Thursday, 16 October 2014

The Trials And Tribulations of Marketing Alcohol

The global alcoholic drinks industry is expected to exceed $1 trillion in 2014, according to MarketLine. Market volume is predicted to reach almost 210 billion liters in 2014, a 10% increase in five years and the industry is characterized by increasing fragmentation (with the three leading companies holding almost 40% of overall market volume.) Alcohol marketing ranges from mass media advertising to sponsorship of events, product placement, internet, merchandise, usage of other products connected with alcohol brands, social networks etc.

So you think it would be fun to work on an alcohol brand?  We have certainly had our share of experiences over the years with brands like Mikes Hard Lemonade, Molson Canadian, Molson Dry, Rickard’s, Creemore, Heineken, and Coors Light to name a few.  This experience has taught us a number of lessons chiefly that the alcohol industry is a crowded one. 

You're fighting for shelf space where people judge you by your label, it's highly regulated (especially in Ontario and Canada,) and while alcohol marketing might sound a lot more sexy than whatever you're selling, it's really, really hard work.  But that doesn't mean you have a Super Bowl commercial or buy a billboard to get attention or disrupt.  There are a number of great examples of clever creativity from alcohol brands - both big and small.  For example:

Disruption 101: Make a spectacle of yourself
To celebrate their "Anytime Ale," Austin Beerworks created a limited edition 99-pack of beer for $99. At seven-feet long, this thing takes two people to carry out of the store (if you can find it). Since they only released a limited amount of these 99-packs, Austin Beerworks gave clues as to which grocery stores and gas stations around town would have them in stock on their social media accounts. People were lining up outside of convenience stores for hours to be the first to get them.

The lesson: Austin Beerworks didn't change their product or spend a ton on advertising to spread the word. Instead, they relied on the exclusivity to build up excitement and the spectacle of a seven-foot-long box of beer to keep it going. Even better, a 99-pack of beer is a perfect excuse to have a party and tell even more people about Austin Beerworks.

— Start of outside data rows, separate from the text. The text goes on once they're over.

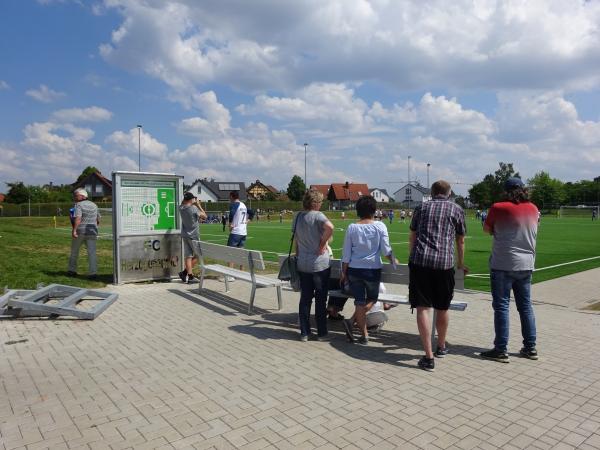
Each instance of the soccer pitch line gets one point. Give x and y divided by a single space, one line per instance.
486 275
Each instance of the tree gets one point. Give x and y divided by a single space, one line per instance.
491 188
17 193
546 191
296 188
86 172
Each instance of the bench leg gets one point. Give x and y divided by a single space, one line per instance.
201 280
226 283
279 302
251 305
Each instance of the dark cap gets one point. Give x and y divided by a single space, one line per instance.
513 183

Exclusivity 101: Send them a golden ticket
We've talked about Maker's Mark's amazing Ambassador program before. It's all about helping their biggest fans take ownership of the brand and take pride in talking about it. When you sign up, you get your name on a barrel plaque. Once the bourbon in that barrel matures, they send you a golden ticket for the opportunity to come pick up your personal bottle from the batch and hand dip it in their iconic red wax.

The lesson: It doesn't get much more personal than that for a distillery churning out mass quantities of bourbon every day. Your customers love feeling a personal connection to your stuff, and Maker's Mark proves you don't have to run a small shop to pull it off.

Gamification 101: Product as Conversation Starter
Did you know that Pabst Blue Ribbon's beer bottles have playing cards printed underneath their caps? Or that Lone Star bottle caps have riddles written on them? These aren't just fun little gimmicks. They're conversation-starters. You can make a game out of the PBR "cards" you collect or ask your friends to help you solve Lone Star's bottle cap riddle (because they're not always easy).

The lesson: The more excuses (aka opportunities) you give your customers to talk to other people, the more they'll talk about your product.